Für Gewaltverbrecher und gewisse Formen quasi-staatlichen Terrors braucht es dagegen einen effektiven, repressiven Gewaltapparat, der am besten überstaatlich organisiert und legitimiert wäre. Natürlich nicht in dem Sinn, dass man einen einheitlichen zentralisierten Apparat schafft, der dann selbst wieder eine Gefahr wäre, sondern in dem Sinn, dass man sich wirksam zur Kooperation verpflichtet.
In diesem Bereich hilft schon deshalb kein wirtschaftlicher und moralischer Druck, weil sich die Akteure, die sich selbst bewußt ausserhalb jeglicher zivilen Minimalstandards bewegen, auch durch die Berufung auf solche Standards nicht zu erreichen sind.
Zugleich muss uns immer klar sein, dass auch von den staatlichen Repressions-apparaten immer eine latente Gefahr ausgeht, die nur durch strikte demokratische Kontrolle wirksam eingedämmt werden kann.
Dabei wird sich Militär zu einer Art Sonderpolizei wandeln müssen, unterworfen dem Gewaltmonopol der UN.
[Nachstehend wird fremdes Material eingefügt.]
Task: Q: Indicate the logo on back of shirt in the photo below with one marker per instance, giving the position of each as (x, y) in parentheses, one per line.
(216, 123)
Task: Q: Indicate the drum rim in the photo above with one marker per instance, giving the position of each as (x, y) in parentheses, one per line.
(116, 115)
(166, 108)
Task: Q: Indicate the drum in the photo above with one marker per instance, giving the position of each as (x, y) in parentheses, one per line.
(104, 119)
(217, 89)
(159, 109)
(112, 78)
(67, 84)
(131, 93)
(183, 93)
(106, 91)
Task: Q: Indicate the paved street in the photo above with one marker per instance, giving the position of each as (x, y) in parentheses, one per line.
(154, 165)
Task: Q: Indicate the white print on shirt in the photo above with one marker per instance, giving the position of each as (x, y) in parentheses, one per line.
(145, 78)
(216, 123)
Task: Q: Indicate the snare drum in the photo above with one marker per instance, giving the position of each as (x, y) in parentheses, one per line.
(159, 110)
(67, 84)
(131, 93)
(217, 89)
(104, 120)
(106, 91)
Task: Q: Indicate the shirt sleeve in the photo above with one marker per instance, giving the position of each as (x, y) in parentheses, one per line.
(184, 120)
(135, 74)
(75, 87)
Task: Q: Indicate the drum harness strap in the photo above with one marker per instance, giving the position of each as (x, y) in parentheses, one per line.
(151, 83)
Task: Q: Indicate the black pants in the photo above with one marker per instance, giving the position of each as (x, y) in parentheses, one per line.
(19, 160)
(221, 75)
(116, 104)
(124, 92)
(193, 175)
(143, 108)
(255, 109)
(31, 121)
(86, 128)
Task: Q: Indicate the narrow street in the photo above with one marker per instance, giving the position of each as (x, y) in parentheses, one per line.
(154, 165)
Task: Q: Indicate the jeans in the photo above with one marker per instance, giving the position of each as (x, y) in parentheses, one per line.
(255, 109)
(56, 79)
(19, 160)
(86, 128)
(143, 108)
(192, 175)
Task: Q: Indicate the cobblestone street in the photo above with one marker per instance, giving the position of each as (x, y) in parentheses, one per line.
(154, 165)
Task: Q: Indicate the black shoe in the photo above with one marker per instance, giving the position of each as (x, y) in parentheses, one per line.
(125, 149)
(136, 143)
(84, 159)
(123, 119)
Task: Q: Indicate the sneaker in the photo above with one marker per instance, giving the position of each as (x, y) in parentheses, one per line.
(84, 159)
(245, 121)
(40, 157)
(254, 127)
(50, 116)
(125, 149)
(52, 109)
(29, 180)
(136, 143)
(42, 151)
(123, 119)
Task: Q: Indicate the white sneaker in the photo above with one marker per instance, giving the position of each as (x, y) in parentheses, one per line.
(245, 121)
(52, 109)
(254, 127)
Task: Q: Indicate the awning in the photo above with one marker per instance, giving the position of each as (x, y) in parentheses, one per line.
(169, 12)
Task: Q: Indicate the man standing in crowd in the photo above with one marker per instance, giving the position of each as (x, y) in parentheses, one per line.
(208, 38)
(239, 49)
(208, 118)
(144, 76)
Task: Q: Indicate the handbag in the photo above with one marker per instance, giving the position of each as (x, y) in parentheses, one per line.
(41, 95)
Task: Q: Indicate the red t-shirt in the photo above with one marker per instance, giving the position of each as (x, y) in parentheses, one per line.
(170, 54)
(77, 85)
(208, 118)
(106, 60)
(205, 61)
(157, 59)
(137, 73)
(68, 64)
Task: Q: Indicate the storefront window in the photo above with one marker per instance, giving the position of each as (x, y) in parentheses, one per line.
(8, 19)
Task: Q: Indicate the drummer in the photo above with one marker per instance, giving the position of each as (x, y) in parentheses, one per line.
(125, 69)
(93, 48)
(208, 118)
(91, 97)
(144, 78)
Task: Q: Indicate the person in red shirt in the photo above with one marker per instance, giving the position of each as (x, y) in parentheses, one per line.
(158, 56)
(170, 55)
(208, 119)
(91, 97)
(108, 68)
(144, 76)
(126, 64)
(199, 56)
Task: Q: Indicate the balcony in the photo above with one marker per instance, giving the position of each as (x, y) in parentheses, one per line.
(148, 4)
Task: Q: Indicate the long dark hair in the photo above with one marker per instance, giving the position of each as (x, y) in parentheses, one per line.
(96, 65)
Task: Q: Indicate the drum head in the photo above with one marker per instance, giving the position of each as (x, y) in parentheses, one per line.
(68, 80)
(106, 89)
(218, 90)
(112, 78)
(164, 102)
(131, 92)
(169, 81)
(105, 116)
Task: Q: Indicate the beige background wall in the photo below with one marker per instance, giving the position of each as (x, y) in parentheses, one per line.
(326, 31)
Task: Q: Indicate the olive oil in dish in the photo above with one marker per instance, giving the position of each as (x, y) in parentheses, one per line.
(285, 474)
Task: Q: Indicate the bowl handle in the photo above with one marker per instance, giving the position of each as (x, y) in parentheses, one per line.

Direkt nach dem denkwürdigen März 1848 verfasste Freiligrath sein „Trotz alledem“:
„Das war ne heisse Märzenzeit,
nun aber da es Blüten schneit
nun ist es kalt
Trotz alledem „
In diesem Lied heisst es auch: „Wir werden unsre Büchsen los, Soldatenwild trotzalledem.“
Das macht deutlich, dass die Forderung nach Abschaffung der stehenden Heere und ihrem Ersatz durch ein Milizsystem den klaren historischen Hintergrund hat, dass die stehenden Heere auch und vor allem Instrumente zur Unterdrückung des Volkswillens waren. Und wenn wir aktuell nach Thailand oder Ägypten schauen, dann ist es dort genauso. Das Volk wählt falsch und das Militär macht sich zum obersten Richter und „korrigiert“ den Volkswillen.
Dafür, dass dies nicht passieren kann, wollten Freiligrath, Marx und die Pariser Kommunarden ihre „Büchsen“.
Die Frage ist allerdings: Helfen die wirklich?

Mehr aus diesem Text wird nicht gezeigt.